We'll begin with the waltz. I've written about it before, in my Rising Lines essay, p. 72. Minor-key waltzes are very rare; in the few that Schubert did write, there is almost always a turn toward the major key to close, either in the parallel or the relative major. In D924n9, he does a bit of both. In the first strain, a second, quiet phrase in the major answers a first, louder phrase in the minor. The second strain, however, is firmly in the relative major. I can't make any broader claim about tonal design in the fluid contexts of a waltz set (the set is a collection, not a fixed composition; n9 is possibly a trio to n8; the first strain might well be repeated to make an ABA design), but it doesn't matter for my point: Schubert creates a very simple ascending Urlinie in the second strain and changes to the major mode to accomplish it.
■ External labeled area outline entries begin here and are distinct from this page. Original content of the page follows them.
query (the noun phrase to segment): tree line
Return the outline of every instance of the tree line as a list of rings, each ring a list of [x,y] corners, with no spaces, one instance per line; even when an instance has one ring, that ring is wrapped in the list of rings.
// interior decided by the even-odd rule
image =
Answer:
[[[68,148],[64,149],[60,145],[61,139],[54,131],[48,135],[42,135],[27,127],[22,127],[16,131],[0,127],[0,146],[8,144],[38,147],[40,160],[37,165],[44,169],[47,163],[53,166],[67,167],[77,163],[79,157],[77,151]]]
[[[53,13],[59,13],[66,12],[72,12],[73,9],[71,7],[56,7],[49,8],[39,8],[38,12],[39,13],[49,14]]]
In the first song of Winterreise, the poet stands outside his beloved's house, ready to leave for good. The second song finds him looking at the weather vane (Wetterfahne) and contrasting his sorrows with the interior of a household that knows nothing about them. Here is the opening.
Here is the first version of the conclusion. For "meinen Schmerzen," VI and an augmented sixth chord, but then a harmonically ungrammatical turn to I6 and a cadence in A major, where the melodic frame is a variant of the ascending Urlinie, or ^5-^6-(^5)-^7-^8.